The various amenities of Orto, a new leisure park in Yishun that took the place of the former Bottle Tree Park.

A new leisure park where visitors can go fishing or prawning round the clock has opened on the site of the former Bottle Tree Park in Yishun.

Called Orto, which means garden in Italian, the park is about the size of seven football fields.

Attractions there include a fishing pond, 10 ponds for prawning, and four eateries, including Thai BBQ restaurant Mookata.

A trampoline park, a futsal pitch and a paintball field will be added to the park by its grand opening in June.

Located at 81 Lorong Chencharu, the park was opened to the public on Feb 17 and is an eight-minute walk from Khatib MRT station.

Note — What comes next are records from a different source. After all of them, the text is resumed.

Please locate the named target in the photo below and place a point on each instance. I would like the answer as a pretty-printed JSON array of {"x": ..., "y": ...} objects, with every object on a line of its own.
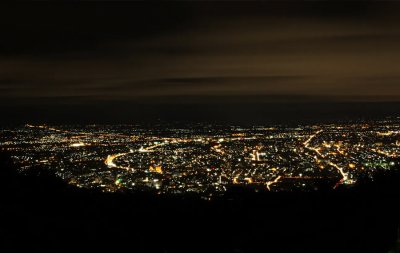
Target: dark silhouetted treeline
[{"x": 41, "y": 213}]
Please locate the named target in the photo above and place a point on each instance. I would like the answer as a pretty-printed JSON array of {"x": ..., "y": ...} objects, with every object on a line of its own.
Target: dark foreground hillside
[{"x": 39, "y": 213}]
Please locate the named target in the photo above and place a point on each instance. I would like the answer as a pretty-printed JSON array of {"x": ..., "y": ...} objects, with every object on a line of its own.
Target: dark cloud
[{"x": 230, "y": 52}]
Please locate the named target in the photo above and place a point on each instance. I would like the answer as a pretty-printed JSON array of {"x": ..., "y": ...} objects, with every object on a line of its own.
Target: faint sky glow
[{"x": 340, "y": 52}]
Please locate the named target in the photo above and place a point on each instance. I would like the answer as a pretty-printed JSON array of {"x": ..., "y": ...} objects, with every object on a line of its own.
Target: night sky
[{"x": 227, "y": 61}]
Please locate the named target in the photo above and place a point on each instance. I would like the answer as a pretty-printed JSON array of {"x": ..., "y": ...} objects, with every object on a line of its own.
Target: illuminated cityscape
[{"x": 206, "y": 159}]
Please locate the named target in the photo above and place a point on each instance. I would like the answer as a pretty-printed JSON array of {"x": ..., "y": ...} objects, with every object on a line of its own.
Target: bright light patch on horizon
[{"x": 79, "y": 144}]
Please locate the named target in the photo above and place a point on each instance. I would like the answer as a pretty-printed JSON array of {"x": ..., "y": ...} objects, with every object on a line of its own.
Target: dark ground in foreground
[{"x": 39, "y": 213}]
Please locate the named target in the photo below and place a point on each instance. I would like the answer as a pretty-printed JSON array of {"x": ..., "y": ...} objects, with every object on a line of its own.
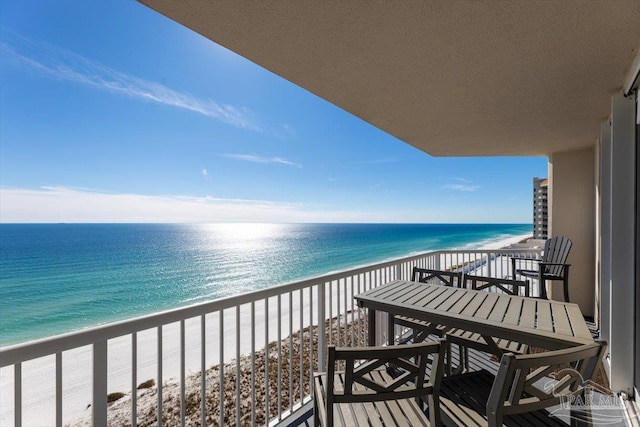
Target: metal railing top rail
[{"x": 21, "y": 352}]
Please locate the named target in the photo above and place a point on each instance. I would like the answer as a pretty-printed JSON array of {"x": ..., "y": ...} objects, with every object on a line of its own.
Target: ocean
[{"x": 56, "y": 278}]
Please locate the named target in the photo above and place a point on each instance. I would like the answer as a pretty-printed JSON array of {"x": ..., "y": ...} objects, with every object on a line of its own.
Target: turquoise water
[{"x": 55, "y": 278}]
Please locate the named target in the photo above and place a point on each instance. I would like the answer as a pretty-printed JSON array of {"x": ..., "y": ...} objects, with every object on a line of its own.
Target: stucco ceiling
[{"x": 453, "y": 78}]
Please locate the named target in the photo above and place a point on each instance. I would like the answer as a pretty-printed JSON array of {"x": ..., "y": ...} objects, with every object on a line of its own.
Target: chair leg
[
  {"x": 316, "y": 417},
  {"x": 391, "y": 329}
]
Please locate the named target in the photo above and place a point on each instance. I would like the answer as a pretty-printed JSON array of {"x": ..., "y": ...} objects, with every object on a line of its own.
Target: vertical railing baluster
[
  {"x": 134, "y": 379},
  {"x": 345, "y": 310},
  {"x": 17, "y": 394},
  {"x": 99, "y": 404},
  {"x": 279, "y": 374},
  {"x": 291, "y": 351},
  {"x": 353, "y": 311},
  {"x": 253, "y": 362},
  {"x": 221, "y": 370},
  {"x": 330, "y": 312},
  {"x": 203, "y": 370},
  {"x": 322, "y": 329},
  {"x": 59, "y": 389},
  {"x": 490, "y": 258},
  {"x": 337, "y": 313},
  {"x": 159, "y": 412},
  {"x": 301, "y": 343},
  {"x": 311, "y": 337},
  {"x": 238, "y": 407},
  {"x": 266, "y": 361},
  {"x": 183, "y": 361}
]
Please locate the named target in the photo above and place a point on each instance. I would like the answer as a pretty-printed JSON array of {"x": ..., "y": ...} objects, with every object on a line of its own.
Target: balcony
[{"x": 74, "y": 375}]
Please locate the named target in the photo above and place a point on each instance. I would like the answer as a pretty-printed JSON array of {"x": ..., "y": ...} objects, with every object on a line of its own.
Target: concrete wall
[{"x": 572, "y": 214}]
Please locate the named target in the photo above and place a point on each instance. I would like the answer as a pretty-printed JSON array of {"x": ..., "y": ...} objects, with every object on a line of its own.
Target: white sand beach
[{"x": 38, "y": 376}]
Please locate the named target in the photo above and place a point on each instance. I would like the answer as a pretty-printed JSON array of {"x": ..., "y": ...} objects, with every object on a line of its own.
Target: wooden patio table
[{"x": 547, "y": 324}]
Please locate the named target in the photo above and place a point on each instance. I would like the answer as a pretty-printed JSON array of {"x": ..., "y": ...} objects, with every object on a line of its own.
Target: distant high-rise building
[{"x": 540, "y": 215}]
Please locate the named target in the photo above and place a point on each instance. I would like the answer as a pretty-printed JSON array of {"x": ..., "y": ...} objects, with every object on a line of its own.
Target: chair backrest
[
  {"x": 556, "y": 250},
  {"x": 438, "y": 277},
  {"x": 409, "y": 363},
  {"x": 496, "y": 284},
  {"x": 570, "y": 371}
]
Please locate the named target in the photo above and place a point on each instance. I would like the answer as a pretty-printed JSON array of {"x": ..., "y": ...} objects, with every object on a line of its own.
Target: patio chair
[
  {"x": 523, "y": 386},
  {"x": 372, "y": 393},
  {"x": 552, "y": 265},
  {"x": 421, "y": 329},
  {"x": 465, "y": 339}
]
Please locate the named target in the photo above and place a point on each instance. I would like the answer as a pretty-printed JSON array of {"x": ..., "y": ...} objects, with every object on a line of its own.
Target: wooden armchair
[
  {"x": 465, "y": 339},
  {"x": 420, "y": 328},
  {"x": 522, "y": 388},
  {"x": 380, "y": 386},
  {"x": 552, "y": 265}
]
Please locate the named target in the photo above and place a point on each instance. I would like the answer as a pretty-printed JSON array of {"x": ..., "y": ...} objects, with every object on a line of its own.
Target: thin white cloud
[
  {"x": 69, "y": 66},
  {"x": 378, "y": 161},
  {"x": 461, "y": 179},
  {"x": 60, "y": 204},
  {"x": 259, "y": 159},
  {"x": 461, "y": 187}
]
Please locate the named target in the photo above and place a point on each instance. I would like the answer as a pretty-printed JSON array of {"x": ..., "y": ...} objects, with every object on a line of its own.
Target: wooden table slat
[
  {"x": 560, "y": 319},
  {"x": 474, "y": 304},
  {"x": 512, "y": 316},
  {"x": 528, "y": 316},
  {"x": 578, "y": 324},
  {"x": 544, "y": 316},
  {"x": 542, "y": 323},
  {"x": 461, "y": 303},
  {"x": 424, "y": 294},
  {"x": 499, "y": 310},
  {"x": 435, "y": 303},
  {"x": 487, "y": 306}
]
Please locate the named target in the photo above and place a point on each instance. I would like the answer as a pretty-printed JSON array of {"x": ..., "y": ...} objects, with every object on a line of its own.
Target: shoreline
[{"x": 38, "y": 408}]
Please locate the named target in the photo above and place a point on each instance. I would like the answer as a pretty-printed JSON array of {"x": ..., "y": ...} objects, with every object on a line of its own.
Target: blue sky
[{"x": 109, "y": 112}]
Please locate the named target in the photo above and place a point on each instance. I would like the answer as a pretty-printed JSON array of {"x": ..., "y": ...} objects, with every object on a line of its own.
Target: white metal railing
[{"x": 271, "y": 338}]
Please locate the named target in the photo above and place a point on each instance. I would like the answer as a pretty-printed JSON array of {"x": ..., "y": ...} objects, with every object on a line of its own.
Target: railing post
[
  {"x": 322, "y": 328},
  {"x": 99, "y": 405}
]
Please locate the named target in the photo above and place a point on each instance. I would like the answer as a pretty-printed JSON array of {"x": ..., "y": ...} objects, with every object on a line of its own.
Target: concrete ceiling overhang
[{"x": 452, "y": 78}]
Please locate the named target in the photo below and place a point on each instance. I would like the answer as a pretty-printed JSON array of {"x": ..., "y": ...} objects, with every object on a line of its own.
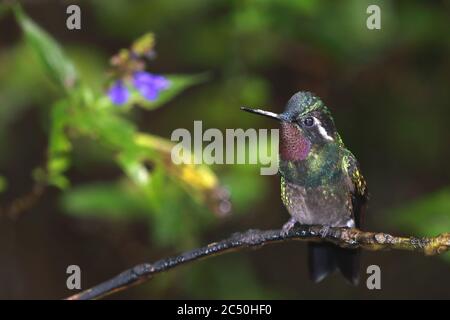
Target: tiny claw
[{"x": 288, "y": 226}]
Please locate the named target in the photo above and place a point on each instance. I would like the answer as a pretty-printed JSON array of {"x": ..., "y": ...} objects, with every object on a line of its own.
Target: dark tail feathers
[{"x": 325, "y": 258}]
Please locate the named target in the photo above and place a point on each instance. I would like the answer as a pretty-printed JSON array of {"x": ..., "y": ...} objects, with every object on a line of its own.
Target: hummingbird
[{"x": 321, "y": 182}]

It is managed by China-based Fullshare Leisure Group, which spent $8 million and six months to revamp the place. The company secured the site lease last July with a bid of $169,000 a month.

This was more than double the $68,000 bid put in by Bottle Tree, a company that had run a rustic leisure park there since 2006. The park closed on Aug 10 last year when its lease ended.

When Fullshare won the bid, fans of the former Bottle Tree Parkwere initially worried that the place would lose its kampung feel under the new management.

Ms Yen Sim, senior manager of corporate communications and branding at Fullshare, said Orto has "maintained some good attributes" of the former park.

The 100m-by-100m fishing pond, run by Fishing Paradise, is still there, but with cleaner waters. A neighbouring pond, previously overgrown with plants, has been cleared up and converted into a lotus pond, which acts as a natural filter for the water.

The group also spent more than $20,000 buying over 70 per cent of the existing trees from Bottle Tree. These were mostly fruit trees, however, and none of the bottle trees remain.

"They don't survive quite well in Singapore weather. Only a few survived, and they were taken away by the old management," said the group's assistant general manager Samuel Liu.

Parking and entry to the attraction continue to be free.

The tenure of the site is three years, with an option to extend it until April 2020.

There are plans for a fifth restaurant, compared to two in the past. But rentals for businesses operating there are also higher, which means visitors will have to pay more for the activities.

Fishing Paradise owner Edmund Kong, 36, raised prices by 20 per cent after his rent rose by more than half. An hour of fishing now costs $12, up from $10.

"Now that we're open 24 hours, we see more crowds. Previously we closed at 3am," he said.

Despite the higher prices, visitors said they were glad the park retained its relaxed vibe.

"The place is clean and more comfortable," said production operator Nur Sofia Abdullah, 37, who lives near the park.